Update 12:22 p.m. | President Obama's office has issued a stark threat to veto the House's one-week stopgap CR. Senate Majority Leader Reid has also called it unacceptable, making it clear that what the House is voting on later Thursday appears to be headed nowhere:
The Administration strongly opposes House passage of H.R. 1363, making appropriations for the Department of Defense for the fiscal year ending September 30, 2011, and for other purposes. As the President stated on April 5, 2011, if negotiations are making significant progress, the Administration would support a short-term, clean Continuing Resolution to allow for enactment of a final bill.

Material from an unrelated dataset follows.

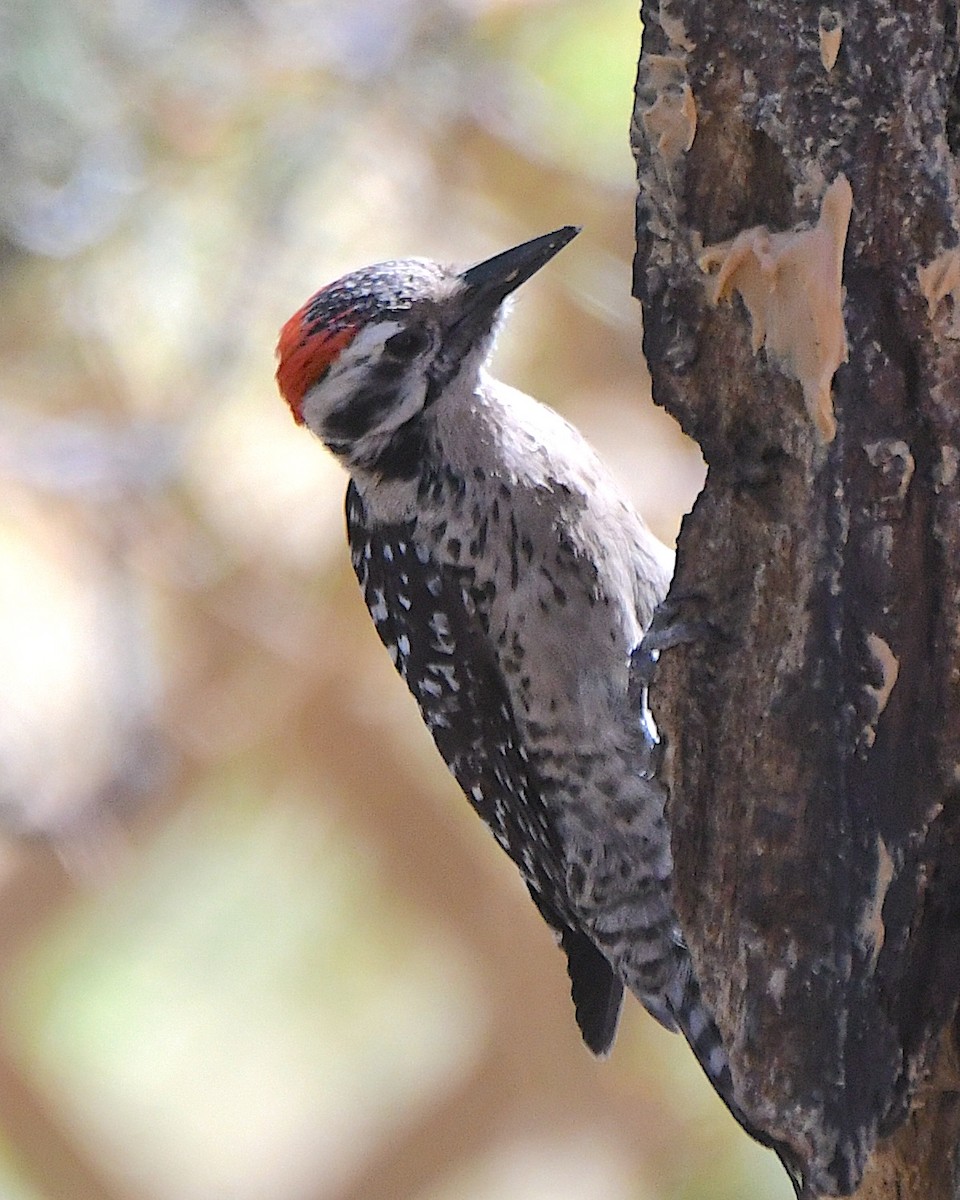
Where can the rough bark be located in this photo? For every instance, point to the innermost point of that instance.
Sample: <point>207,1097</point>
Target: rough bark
<point>809,689</point>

For the past several weeks, the Administration has worked diligently and in good faith to find common ground on the shared goal of cutting spending. After giving the Congress more time by signing short-term extensions into law, the President believes that we need to put politics aside and work out our differences for a bill that covers the rest of the fiscal year. This bill is a distraction from the real work that would bring us closer to a reasonable compromise for funding the remainder of Fiscal Year 2011 and avert a disruptive Federal Government shutdown that would put the Nation's economic recovery in jeopardy. The Administration will continue to work with the Congress to arrive at a compromise that will fund the Government for the remainder of the fiscal year in a way that does not undermine future growth and job creation and that averts a costly Government shutdown. It is critical that the Congress send a final bill to the President's desk that provides certainty to our men and women in military uniform, their families, small businesses, homeowners, taxpayers, and all Americans. H.R. 1363 simply delays that critical final outcome.
If presented with this bill, the President will veto it.
Original post, 11:50 a.m. ET Thursday | Speaking to the media late Thursday morning, House Speaker John Boehner, R-Ohio, said there was no agreement on multiple factors in the budget negotiations.
"I think we were closer on a number last night than today," he said.
Asked what he'd heard from the White House and Democrats Thursday morning that made him appear less optimistic than 12 hours before, Boehner didn't get into specifics, saying he didn't want to negotiate in front of the media.
"All of us in the room want this to be over," Boehner said, adding that everyone involved in negotiations has certain policy and spending matter they feel strongly about.
Boehner said the House would vote on a temporary funding measure that would keep the government open another seven days, cut $12 billion in spending and maintain military spending for several more months "now that we are involved in a third war."
"There's no policy reason for the Senate to oppose this bill," he said.
Top congressional Democrats were expected to speak to the media early Thursday afternoon.